A calculator isn't software, it's hardware. Your inputs into a calculator are code.
Your interaction with LLMs is categorically closer to interactions with people than with a calculator. Your inputs into it are language.
Of course the two are different. A calculator is a computer, an LLM is not. Comparing the two is making the same category error which would confuse Mr. Babbage, but in reverse.
(“On two occasions, I have been asked [by members of Parliament], 'Pray, Mr. Babbage, if you put into the machine wrong figures, will the right answers come out?' I am not able to rightly apprehend the kind of confusion of ideas that could provoke such a question.”)
AIs aren't intended to be used as calculators though?
You could say that when I use my spanner/wrench to tighten a nut it works 100% of the time, but as soon as I try to use a screwdriver it's terrible and full of problems and it can't even reliably so something as trivially easy as tighten a nut, even though a screwdriver works the same way by using torque to tighten a fastener.
Well that's because one tool is designed for one thing, and one is designed for another.
> AIs aren't intended to be used as calculators though?
Then why are we using them to write code, which should produce reliable outputs for a given input...much like a calculator.
Obviously we want the code to produce correct results for whatever input we give, and as it stands now, I can't trust LLM output without reviewing first. Still a helpful tool, but ultimately my desire would be to have them be as accurate as a calculator so they can be trusted enough to not need the review step.
Using an LLM and being OK with untrustworthy results, it'd be like clicking the terminal icon on my dock and sometimes it opens terminal, sometimes it might open a browser, or just silently fail because there's no reproducible output for any given input to an LLM. To me that's a problem, output should be reproducible, especially if it's writing code.

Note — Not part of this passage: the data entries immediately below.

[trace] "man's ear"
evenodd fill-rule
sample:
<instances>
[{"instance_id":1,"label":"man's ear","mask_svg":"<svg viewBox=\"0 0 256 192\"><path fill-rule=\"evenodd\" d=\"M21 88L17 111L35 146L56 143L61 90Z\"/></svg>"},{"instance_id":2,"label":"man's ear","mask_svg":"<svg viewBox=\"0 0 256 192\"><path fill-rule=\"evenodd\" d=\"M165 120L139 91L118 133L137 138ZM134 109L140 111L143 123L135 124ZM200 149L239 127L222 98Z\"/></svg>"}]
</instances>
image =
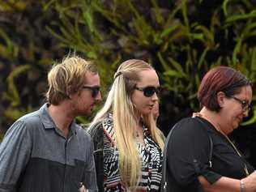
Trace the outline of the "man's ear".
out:
<instances>
[{"instance_id":1,"label":"man's ear","mask_svg":"<svg viewBox=\"0 0 256 192\"><path fill-rule=\"evenodd\" d=\"M72 99L74 94L71 93L70 86L67 86L66 90L66 95L68 96L68 98Z\"/></svg>"},{"instance_id":2,"label":"man's ear","mask_svg":"<svg viewBox=\"0 0 256 192\"><path fill-rule=\"evenodd\" d=\"M217 93L217 101L220 108L224 105L224 99L226 98L226 94L223 92L219 92Z\"/></svg>"}]
</instances>

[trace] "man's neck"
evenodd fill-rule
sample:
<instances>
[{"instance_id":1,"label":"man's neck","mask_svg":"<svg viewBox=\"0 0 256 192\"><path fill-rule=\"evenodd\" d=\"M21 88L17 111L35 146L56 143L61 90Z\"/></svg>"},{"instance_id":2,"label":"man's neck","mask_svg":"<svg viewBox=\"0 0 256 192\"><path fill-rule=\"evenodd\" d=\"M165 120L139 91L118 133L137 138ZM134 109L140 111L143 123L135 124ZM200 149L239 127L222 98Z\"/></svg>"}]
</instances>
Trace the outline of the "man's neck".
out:
<instances>
[{"instance_id":1,"label":"man's neck","mask_svg":"<svg viewBox=\"0 0 256 192\"><path fill-rule=\"evenodd\" d=\"M58 129L61 130L65 137L67 138L70 125L75 117L70 113L70 109L65 103L62 103L58 105L50 105L48 111Z\"/></svg>"}]
</instances>

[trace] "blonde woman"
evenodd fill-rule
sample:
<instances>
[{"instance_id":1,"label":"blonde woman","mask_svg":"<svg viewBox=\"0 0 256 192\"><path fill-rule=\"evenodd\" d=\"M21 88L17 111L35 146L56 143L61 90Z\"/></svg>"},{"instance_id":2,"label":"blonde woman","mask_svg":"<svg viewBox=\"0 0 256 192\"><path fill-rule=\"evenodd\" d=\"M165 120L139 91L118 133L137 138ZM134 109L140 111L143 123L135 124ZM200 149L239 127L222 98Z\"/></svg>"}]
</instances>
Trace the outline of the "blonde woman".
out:
<instances>
[{"instance_id":1,"label":"blonde woman","mask_svg":"<svg viewBox=\"0 0 256 192\"><path fill-rule=\"evenodd\" d=\"M162 134L152 114L159 79L148 63L124 62L89 127L100 191L159 191Z\"/></svg>"}]
</instances>

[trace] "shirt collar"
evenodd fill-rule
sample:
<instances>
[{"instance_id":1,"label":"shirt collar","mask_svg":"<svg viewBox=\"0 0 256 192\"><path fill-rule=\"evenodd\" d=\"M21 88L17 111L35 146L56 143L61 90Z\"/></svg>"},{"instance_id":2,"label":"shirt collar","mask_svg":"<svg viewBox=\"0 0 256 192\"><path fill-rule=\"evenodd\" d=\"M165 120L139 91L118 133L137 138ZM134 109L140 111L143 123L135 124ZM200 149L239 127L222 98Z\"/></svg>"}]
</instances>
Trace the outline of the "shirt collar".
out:
<instances>
[{"instance_id":1,"label":"shirt collar","mask_svg":"<svg viewBox=\"0 0 256 192\"><path fill-rule=\"evenodd\" d=\"M49 104L45 103L41 107L41 109L39 109L40 117L42 121L45 129L57 129L57 126L49 114L48 106L49 106ZM70 134L73 134L76 133L77 126L75 120L72 121L70 129Z\"/></svg>"}]
</instances>

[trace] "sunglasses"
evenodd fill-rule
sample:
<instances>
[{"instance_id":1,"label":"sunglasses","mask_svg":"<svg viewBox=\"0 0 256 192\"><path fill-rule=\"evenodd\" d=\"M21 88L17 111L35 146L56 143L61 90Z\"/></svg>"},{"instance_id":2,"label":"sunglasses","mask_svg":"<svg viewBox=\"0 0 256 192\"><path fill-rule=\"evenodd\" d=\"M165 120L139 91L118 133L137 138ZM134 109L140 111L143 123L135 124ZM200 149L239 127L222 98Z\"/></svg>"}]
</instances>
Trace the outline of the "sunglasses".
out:
<instances>
[{"instance_id":1,"label":"sunglasses","mask_svg":"<svg viewBox=\"0 0 256 192\"><path fill-rule=\"evenodd\" d=\"M144 96L147 96L147 97L152 96L155 94L155 92L156 93L156 95L158 95L160 92L160 87L156 87L153 86L148 86L148 87L135 87L135 89L141 91L141 92L143 92Z\"/></svg>"},{"instance_id":2,"label":"sunglasses","mask_svg":"<svg viewBox=\"0 0 256 192\"><path fill-rule=\"evenodd\" d=\"M251 106L250 106L250 105L248 103L248 101L247 100L240 100L240 99L238 99L237 97L236 97L236 96L229 96L230 98L232 98L232 99L233 99L233 100L237 100L238 103L240 103L241 104L241 109L243 109L243 111L250 111L250 109L251 109Z\"/></svg>"},{"instance_id":3,"label":"sunglasses","mask_svg":"<svg viewBox=\"0 0 256 192\"><path fill-rule=\"evenodd\" d=\"M92 97L95 98L99 94L100 87L99 87L99 86L94 86L94 87L83 86L82 88L89 89L92 92Z\"/></svg>"}]
</instances>

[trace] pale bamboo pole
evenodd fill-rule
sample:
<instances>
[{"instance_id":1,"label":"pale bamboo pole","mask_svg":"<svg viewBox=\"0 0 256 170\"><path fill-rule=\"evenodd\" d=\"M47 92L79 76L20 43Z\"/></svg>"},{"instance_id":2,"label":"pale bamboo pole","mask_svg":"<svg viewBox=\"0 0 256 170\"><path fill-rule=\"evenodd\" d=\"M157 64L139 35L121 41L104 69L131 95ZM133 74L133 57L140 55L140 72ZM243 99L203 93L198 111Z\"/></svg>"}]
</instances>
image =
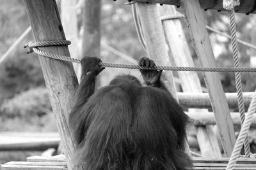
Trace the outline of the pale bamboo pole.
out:
<instances>
[{"instance_id":1,"label":"pale bamboo pole","mask_svg":"<svg viewBox=\"0 0 256 170\"><path fill-rule=\"evenodd\" d=\"M54 0L24 0L35 41L66 39ZM53 53L70 56L67 46L42 47ZM63 146L68 169L74 145L68 125L77 80L70 62L39 55L51 104Z\"/></svg>"},{"instance_id":2,"label":"pale bamboo pole","mask_svg":"<svg viewBox=\"0 0 256 170\"><path fill-rule=\"evenodd\" d=\"M198 0L180 0L180 4L202 66L215 67L215 59ZM224 154L229 157L236 143L236 136L225 93L218 73L205 72L203 75L217 120Z\"/></svg>"},{"instance_id":3,"label":"pale bamboo pole","mask_svg":"<svg viewBox=\"0 0 256 170\"><path fill-rule=\"evenodd\" d=\"M173 6L160 7L162 17L179 14ZM163 25L169 46L170 56L176 65L194 66L185 34L179 18L163 20ZM178 71L184 92L202 92L199 78L196 72ZM189 113L207 113L207 110L189 109ZM212 125L195 126L201 153L207 157L221 157L221 153Z\"/></svg>"}]
</instances>

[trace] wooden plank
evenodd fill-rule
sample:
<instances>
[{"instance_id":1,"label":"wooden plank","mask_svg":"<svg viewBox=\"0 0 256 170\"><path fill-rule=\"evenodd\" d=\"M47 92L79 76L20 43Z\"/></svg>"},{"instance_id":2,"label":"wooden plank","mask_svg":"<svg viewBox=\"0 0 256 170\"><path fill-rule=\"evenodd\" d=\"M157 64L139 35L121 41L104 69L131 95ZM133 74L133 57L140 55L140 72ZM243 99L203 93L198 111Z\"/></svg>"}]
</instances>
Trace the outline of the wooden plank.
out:
<instances>
[{"instance_id":1,"label":"wooden plank","mask_svg":"<svg viewBox=\"0 0 256 170\"><path fill-rule=\"evenodd\" d=\"M214 169L221 169L225 170L226 167L194 167L193 169L193 170L214 170ZM255 169L255 167L246 167L246 168L241 168L241 167L234 167L234 170L245 170L245 169Z\"/></svg>"},{"instance_id":2,"label":"wooden plank","mask_svg":"<svg viewBox=\"0 0 256 170\"><path fill-rule=\"evenodd\" d=\"M4 164L4 165L17 165L17 166L65 166L67 167L67 162L24 162L24 161L11 161Z\"/></svg>"},{"instance_id":3,"label":"wooden plank","mask_svg":"<svg viewBox=\"0 0 256 170\"><path fill-rule=\"evenodd\" d=\"M100 56L101 0L84 1L81 56ZM95 89L100 87L101 74L96 79Z\"/></svg>"},{"instance_id":4,"label":"wooden plank","mask_svg":"<svg viewBox=\"0 0 256 170\"><path fill-rule=\"evenodd\" d=\"M244 107L248 108L255 92L243 93ZM208 93L177 93L180 104L187 108L211 108L211 99ZM237 108L237 93L226 93L225 98L230 108Z\"/></svg>"},{"instance_id":5,"label":"wooden plank","mask_svg":"<svg viewBox=\"0 0 256 170\"><path fill-rule=\"evenodd\" d=\"M156 4L137 3L136 8L141 24L143 34L145 36L147 55L160 65L171 64L168 53L164 32L163 31L160 13ZM172 71L163 72L162 77L164 83L173 97L177 100L176 87ZM185 144L186 152L189 154L188 142Z\"/></svg>"},{"instance_id":6,"label":"wooden plank","mask_svg":"<svg viewBox=\"0 0 256 170\"><path fill-rule=\"evenodd\" d=\"M179 0L132 0L132 1L180 6ZM199 2L200 4L200 8L202 9L226 11L222 8L223 1L199 0ZM240 5L239 6L236 6L235 11L237 13L256 13L256 1L240 0Z\"/></svg>"},{"instance_id":7,"label":"wooden plank","mask_svg":"<svg viewBox=\"0 0 256 170\"><path fill-rule=\"evenodd\" d=\"M192 157L193 163L228 163L229 158L205 158ZM256 164L256 159L254 158L238 158L237 164Z\"/></svg>"},{"instance_id":8,"label":"wooden plank","mask_svg":"<svg viewBox=\"0 0 256 170\"><path fill-rule=\"evenodd\" d=\"M179 14L173 6L161 7L162 17ZM186 39L180 21L164 20L162 21L170 56L172 57L176 65L193 66L192 56ZM199 78L196 72L178 71L181 86L184 92L202 92ZM189 109L190 113L207 113L207 110ZM221 153L212 125L195 126L196 138L201 154L210 157L221 157Z\"/></svg>"},{"instance_id":9,"label":"wooden plank","mask_svg":"<svg viewBox=\"0 0 256 170\"><path fill-rule=\"evenodd\" d=\"M29 162L65 162L66 157L64 155L58 155L53 157L33 156L27 158Z\"/></svg>"},{"instance_id":10,"label":"wooden plank","mask_svg":"<svg viewBox=\"0 0 256 170\"><path fill-rule=\"evenodd\" d=\"M24 0L35 41L66 39L54 0ZM40 48L42 50L70 56L67 46ZM78 83L72 63L39 56L57 128L68 165L74 145L67 125Z\"/></svg>"},{"instance_id":11,"label":"wooden plank","mask_svg":"<svg viewBox=\"0 0 256 170\"><path fill-rule=\"evenodd\" d=\"M141 22L147 56L159 66L171 65L158 6L145 3L136 5ZM168 90L177 99L172 71L163 72L162 77L164 78L164 83Z\"/></svg>"},{"instance_id":12,"label":"wooden plank","mask_svg":"<svg viewBox=\"0 0 256 170\"><path fill-rule=\"evenodd\" d=\"M196 167L226 167L228 164L205 164L205 163L194 163L193 164L194 166ZM254 164L236 164L235 166L236 167L254 167L256 168L256 165Z\"/></svg>"},{"instance_id":13,"label":"wooden plank","mask_svg":"<svg viewBox=\"0 0 256 170\"><path fill-rule=\"evenodd\" d=\"M186 113L189 117L191 123L194 125L207 125L216 124L214 114L212 112L186 112ZM234 112L230 113L230 115L234 125L241 128L240 113ZM250 127L256 127L256 115L253 116Z\"/></svg>"},{"instance_id":14,"label":"wooden plank","mask_svg":"<svg viewBox=\"0 0 256 170\"><path fill-rule=\"evenodd\" d=\"M216 67L210 39L198 0L180 0L196 55L204 67ZM224 154L231 155L236 143L235 131L228 103L218 73L204 73L212 110L217 120Z\"/></svg>"},{"instance_id":15,"label":"wooden plank","mask_svg":"<svg viewBox=\"0 0 256 170\"><path fill-rule=\"evenodd\" d=\"M45 139L41 141L17 141L16 143L0 143L0 151L45 150L50 148L57 148L60 141L60 139Z\"/></svg>"},{"instance_id":16,"label":"wooden plank","mask_svg":"<svg viewBox=\"0 0 256 170\"><path fill-rule=\"evenodd\" d=\"M76 1L61 0L61 18L63 30L67 39L70 40L72 43L68 46L70 55L73 58L78 58L78 29L77 29L77 8ZM73 62L73 66L77 77L81 76L81 65Z\"/></svg>"},{"instance_id":17,"label":"wooden plank","mask_svg":"<svg viewBox=\"0 0 256 170\"><path fill-rule=\"evenodd\" d=\"M2 165L2 170L67 170L65 166Z\"/></svg>"}]
</instances>

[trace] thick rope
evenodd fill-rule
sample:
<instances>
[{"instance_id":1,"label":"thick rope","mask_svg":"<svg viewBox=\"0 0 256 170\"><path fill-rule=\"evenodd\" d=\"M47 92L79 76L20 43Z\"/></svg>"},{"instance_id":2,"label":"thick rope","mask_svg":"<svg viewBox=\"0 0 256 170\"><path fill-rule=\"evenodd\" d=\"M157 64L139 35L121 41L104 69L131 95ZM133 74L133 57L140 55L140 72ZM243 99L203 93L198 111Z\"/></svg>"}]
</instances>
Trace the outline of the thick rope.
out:
<instances>
[{"instance_id":1,"label":"thick rope","mask_svg":"<svg viewBox=\"0 0 256 170\"><path fill-rule=\"evenodd\" d=\"M62 40L64 41L64 40ZM68 61L76 63L80 63L80 60L70 58L67 56L60 55L58 54L49 53L47 52L39 50L37 47L33 47L30 45L32 44L34 46L36 46L37 42L29 42L25 47L29 47L33 50L29 52L34 51L37 54L43 55L45 57ZM49 46L48 41L41 41L39 44L41 46ZM179 66L155 66L153 68L149 68L147 67L141 67L138 65L134 64L113 64L108 62L100 62L99 64L101 66L115 67L115 68L127 68L127 69L158 69L158 70L170 70L170 71L203 71L203 72L256 72L256 67L179 67Z\"/></svg>"},{"instance_id":2,"label":"thick rope","mask_svg":"<svg viewBox=\"0 0 256 170\"><path fill-rule=\"evenodd\" d=\"M244 142L245 139L247 137L250 126L252 123L252 117L253 114L255 113L256 110L256 96L255 96L252 99L251 104L248 111L246 113L246 117L245 117L244 122L243 124L239 135L236 141L236 145L233 150L231 157L229 159L228 165L227 166L226 170L232 170L234 169L236 161L238 157L240 156L241 149Z\"/></svg>"},{"instance_id":3,"label":"thick rope","mask_svg":"<svg viewBox=\"0 0 256 170\"><path fill-rule=\"evenodd\" d=\"M163 16L163 17L160 17L160 19L163 22L164 20L168 20L180 19L184 17L184 16L183 15L179 14L179 15L175 15Z\"/></svg>"},{"instance_id":4,"label":"thick rope","mask_svg":"<svg viewBox=\"0 0 256 170\"><path fill-rule=\"evenodd\" d=\"M231 42L233 52L233 61L234 67L239 67L239 53L237 48L237 42L236 38L236 27L235 21L235 11L234 10L231 10L229 13L230 20L230 34L231 34ZM244 115L244 105L243 99L243 89L242 89L242 80L241 77L241 73L239 72L235 72L235 78L236 78L236 90L237 92L238 97L238 110L240 113L241 124L243 124L244 122L245 115ZM248 139L248 137L245 139L244 142L244 152L245 156L246 157L250 157L250 144Z\"/></svg>"}]
</instances>

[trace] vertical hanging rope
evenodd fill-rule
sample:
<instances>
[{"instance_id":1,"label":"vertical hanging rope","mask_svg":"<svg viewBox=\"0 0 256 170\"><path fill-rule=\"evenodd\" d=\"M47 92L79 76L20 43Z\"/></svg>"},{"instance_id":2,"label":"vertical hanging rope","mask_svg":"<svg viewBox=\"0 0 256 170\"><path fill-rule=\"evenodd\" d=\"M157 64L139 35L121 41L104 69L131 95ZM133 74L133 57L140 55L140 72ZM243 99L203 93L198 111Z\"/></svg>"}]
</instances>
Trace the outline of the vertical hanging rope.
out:
<instances>
[{"instance_id":1,"label":"vertical hanging rope","mask_svg":"<svg viewBox=\"0 0 256 170\"><path fill-rule=\"evenodd\" d=\"M235 147L234 148L234 150L228 161L226 170L232 170L235 167L236 160L240 155L241 148L242 148L244 139L248 135L250 126L252 123L252 117L253 114L255 113L255 110L256 96L255 96L252 99L251 104L250 104L250 107L246 114L246 117L244 120L244 124L241 128L239 135L238 136L238 138L236 141Z\"/></svg>"},{"instance_id":2,"label":"vertical hanging rope","mask_svg":"<svg viewBox=\"0 0 256 170\"><path fill-rule=\"evenodd\" d=\"M239 67L239 53L238 53L237 42L236 37L236 27L235 22L234 10L231 10L229 14L230 18L230 32L231 32L232 47L233 52L234 66L234 67ZM241 73L239 72L235 72L235 78L236 78L236 90L237 92L237 97L238 97L238 108L240 113L241 124L241 125L243 125L245 118L245 115L244 115L245 111L244 111L244 101L243 99L242 81L241 81ZM246 157L249 157L250 150L250 145L248 137L246 137L246 139L245 139L244 141L244 152L245 152L245 156Z\"/></svg>"},{"instance_id":3,"label":"vertical hanging rope","mask_svg":"<svg viewBox=\"0 0 256 170\"><path fill-rule=\"evenodd\" d=\"M232 10L236 6L240 4L239 0L223 0L223 6L227 10Z\"/></svg>"}]
</instances>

If we have an intern junior dev on our team do we expect them to be 100% totally correct all the time? Why do we have a culture of peer code reviews at all if we assume that every one who commits code is 100% foolproof and correct 100% of the time?
Truth is we don't trust all the humans that write code to be perfect. As the old-as-the-hills saying goes "we all make mistakes". So replace "LLM" in your comment above with "junior dev" and everything you said still applies wether it is LLMs or inexperienced colleagues. With code, there is very rarely a single "correct" answer to how to implement something (unlike the calculator tautology you suggest) anyway, so an LLM or an intern (or even an experienced colleague) absolutely nailing their PRs with zero review comments etc seems unusual to me.
So we go back to the original - and I admit quite philosophical - point: when will we be happy? We take on juniors because they do the low-level and boring work and we need to keep an eye on their output until they learn and grow and improve ... but we cannot do the same for a LLM?
What we have today was literally science fiction not so long ago (e.g. "Her" movie from 2013 is now a reality pretty much). Step back for a moment - the fact we are even having this discussion that "yeah it writes code but it needs to be checked" is just mind-blowing that it even writes code that is mostly-correct at all. Give things another couple of years and its going to be even better.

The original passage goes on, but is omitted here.